Tampa navigated the murky waters of a pandemic-stricken offseason with fewer practice opportunities than normal years. The Bucs adjusted throughout a regular season with many ups and downs to close the regular season on a tear and knock off three division champions on the road in the postseason.
That loss to the Chiefs right before a late bye week sparked the Bucs, Arians indicated.
“Just a little bit of looking inside and knowing this is a really good football team,” Arians said. “We lost some close games to some really good teams, and we have to find a way to win, and it’s going to take everybody.”
“If everybody just digs a little bit deeper, we’ll figure out ways to win games,” he added. “Once we get it going, we’ll be hard to stop.”
Stopping the Chiefs
Arians’ defense has a tall order in a Chiefs team that led the league in total yards with 415.8 per game — ignited by a wealth of stars.
“I’m not really excited playing Tyreek Hill, [Travis] Kelce, and [Patrick] Mahomes. That’s a formidable challenge, but our guys will be up for it,” Arians said.
Tampa didn’t buckle under the pressure of a big start by the Chiefs last time when Mahomes went wild throwing a couple touchdowns to Hill, who had a first quarter-record 210 yards per CBS Sports’ Jeff Kerr.
The Bucs defense adjusted and only allowed 10 points the rest of the way. Brady and the offense eventually got going though a couple Brady interceptions hindered a comeback.
“You learn from mistakes, and you learn from some really good things,” Arians said. “We’ve got a lot of stuff to build on.”
Arians added that the familiarity will help, reviewing matchups from that game.
Home or Away Advantage
The Bucs and Chiefs’ preparation for the Super Bowl will bear resemblance to the regular season and postseason games in terms of travel and where the players stay. Arians sees advantages for both teams.
Tampa will become the first team to play a Super Bowl in its home stadium, which means no flight, long hotel stay, and practicing in an unfamiliar facility the week of the game.
“I think the big advantage is that we stay in our own beds and sleep here and just do our normal routines,” Arians said. “Nothing’s out of the ordinary until we hit the media sessions next week.”
He’s not concerned about distractions at home as the players have fared well with that all season.
“I think our guys have done a good job of being accountable to each other with COVID all year, and we’ll continue to do that,” Arians said. “We’ve talked about family and friends testing before they ever enter your home, and make sure you get everybody tested and be very, very smart about it.”
The Chiefs won’t arrive until two days before the game, according to The Athletic’s Greg Auman.
Chiefs won't even arrive in Tampa until two days before the game.

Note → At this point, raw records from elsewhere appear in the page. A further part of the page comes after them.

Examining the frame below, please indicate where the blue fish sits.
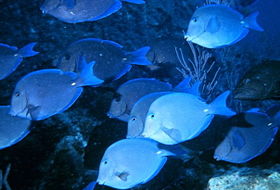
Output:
[142,91,235,145]
[10,58,103,120]
[184,5,263,48]
[56,38,152,81]
[0,106,31,150]
[108,78,172,122]
[126,77,201,138]
[214,109,280,163]
[41,0,145,23]
[84,138,190,190]
[0,43,39,80]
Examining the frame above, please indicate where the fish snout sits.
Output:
[184,34,190,41]
[9,109,18,117]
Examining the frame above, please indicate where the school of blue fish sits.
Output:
[0,0,280,190]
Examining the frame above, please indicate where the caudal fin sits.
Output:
[18,42,39,57]
[210,90,236,116]
[122,0,145,4]
[83,181,97,190]
[128,46,152,65]
[78,56,104,86]
[158,144,197,162]
[244,12,264,32]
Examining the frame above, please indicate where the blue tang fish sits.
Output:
[0,106,31,150]
[108,78,172,122]
[126,77,200,138]
[41,0,145,23]
[214,108,280,163]
[142,91,235,145]
[0,43,39,80]
[57,38,152,81]
[10,59,103,120]
[184,5,263,48]
[84,138,187,190]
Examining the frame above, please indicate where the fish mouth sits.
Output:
[233,89,258,100]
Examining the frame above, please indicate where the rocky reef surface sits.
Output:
[0,0,280,190]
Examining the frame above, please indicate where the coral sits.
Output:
[175,42,221,100]
[0,164,11,190]
[208,164,280,190]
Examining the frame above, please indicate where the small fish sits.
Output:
[41,0,145,23]
[0,106,31,150]
[142,91,235,145]
[126,77,201,138]
[56,38,152,81]
[108,78,172,122]
[214,108,280,163]
[0,43,39,80]
[84,138,188,190]
[184,5,263,48]
[233,61,280,100]
[10,56,103,120]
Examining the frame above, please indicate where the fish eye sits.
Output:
[115,94,121,102]
[192,17,197,22]
[15,92,20,97]
[64,53,70,61]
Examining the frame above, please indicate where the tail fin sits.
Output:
[158,144,196,162]
[266,104,280,128]
[128,46,152,65]
[244,12,264,32]
[122,0,145,4]
[78,56,104,86]
[83,181,97,190]
[18,42,39,57]
[209,90,236,116]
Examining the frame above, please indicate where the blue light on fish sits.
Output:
[10,59,103,120]
[0,106,31,150]
[0,43,39,80]
[214,108,280,163]
[184,5,263,48]
[84,138,175,190]
[56,38,152,82]
[41,0,145,23]
[142,91,235,145]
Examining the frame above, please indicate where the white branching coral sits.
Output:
[0,164,12,190]
[175,42,221,97]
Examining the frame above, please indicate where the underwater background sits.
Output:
[0,0,280,190]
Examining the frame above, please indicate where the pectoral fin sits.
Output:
[206,16,221,33]
[162,127,182,142]
[116,172,129,181]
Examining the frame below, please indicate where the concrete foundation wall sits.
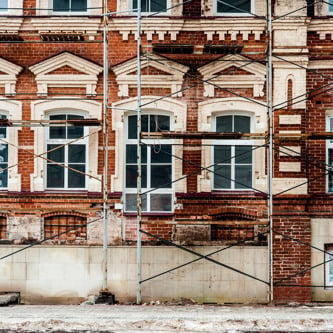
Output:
[0,246,268,304]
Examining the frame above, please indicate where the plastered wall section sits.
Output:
[311,219,333,302]
[0,246,268,304]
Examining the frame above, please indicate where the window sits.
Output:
[0,216,7,240]
[0,115,8,189]
[0,0,8,12]
[216,0,252,15]
[213,115,253,190]
[328,0,333,15]
[46,114,87,189]
[325,244,333,287]
[133,0,167,13]
[327,117,333,192]
[53,0,87,12]
[125,114,172,212]
[44,215,87,241]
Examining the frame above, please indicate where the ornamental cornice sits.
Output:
[22,16,101,35]
[308,18,333,40]
[109,17,266,41]
[0,16,23,34]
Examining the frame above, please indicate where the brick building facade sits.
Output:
[0,0,333,303]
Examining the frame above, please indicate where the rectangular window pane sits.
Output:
[217,0,251,13]
[68,145,86,163]
[150,0,167,12]
[47,145,65,163]
[214,165,231,189]
[150,165,172,188]
[234,116,251,133]
[0,144,8,163]
[214,146,231,164]
[235,165,252,189]
[0,163,8,187]
[47,164,65,188]
[67,114,84,139]
[216,116,233,133]
[53,0,69,12]
[125,194,147,212]
[68,164,86,188]
[151,145,172,164]
[126,164,147,188]
[71,0,87,12]
[49,114,66,139]
[235,146,252,164]
[150,194,172,212]
[0,0,8,11]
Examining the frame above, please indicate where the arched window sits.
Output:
[125,113,173,212]
[44,214,87,241]
[0,115,8,189]
[216,0,253,15]
[133,0,168,13]
[213,114,253,190]
[46,113,88,189]
[0,216,7,240]
[53,0,87,13]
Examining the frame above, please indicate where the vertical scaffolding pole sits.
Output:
[266,0,274,303]
[136,0,142,304]
[102,0,109,290]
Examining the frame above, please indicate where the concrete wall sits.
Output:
[311,219,333,302]
[0,246,268,304]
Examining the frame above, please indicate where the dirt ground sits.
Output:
[0,305,333,333]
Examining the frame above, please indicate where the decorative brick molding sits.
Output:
[0,58,23,96]
[29,52,103,96]
[109,17,265,41]
[198,54,266,97]
[112,53,189,97]
[208,206,260,221]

During the season, NFL teams weren't allowed to require players to stay in a hotel until the night before games. They ask for any houseguests, even family members, to be tested before they enter players' homes. https://t.co/ghSU2jJRw0
— Greg Auman (@gregauman) January 26, 2021
“It really helps them,” Arians said. “Normally when you get to town, it’s Super Bowl [week] — everybody’s pulling and tugging.”
“You try and get everything done the week before, and then when you hit town, you get all the media obligations, and your practice and your game plans are all put in,” he added. “I think it’s a great advantage for them. It’s just an away game. They get to do their normal prep just like we do. Nobody’s going to get tied up in all that stuff.”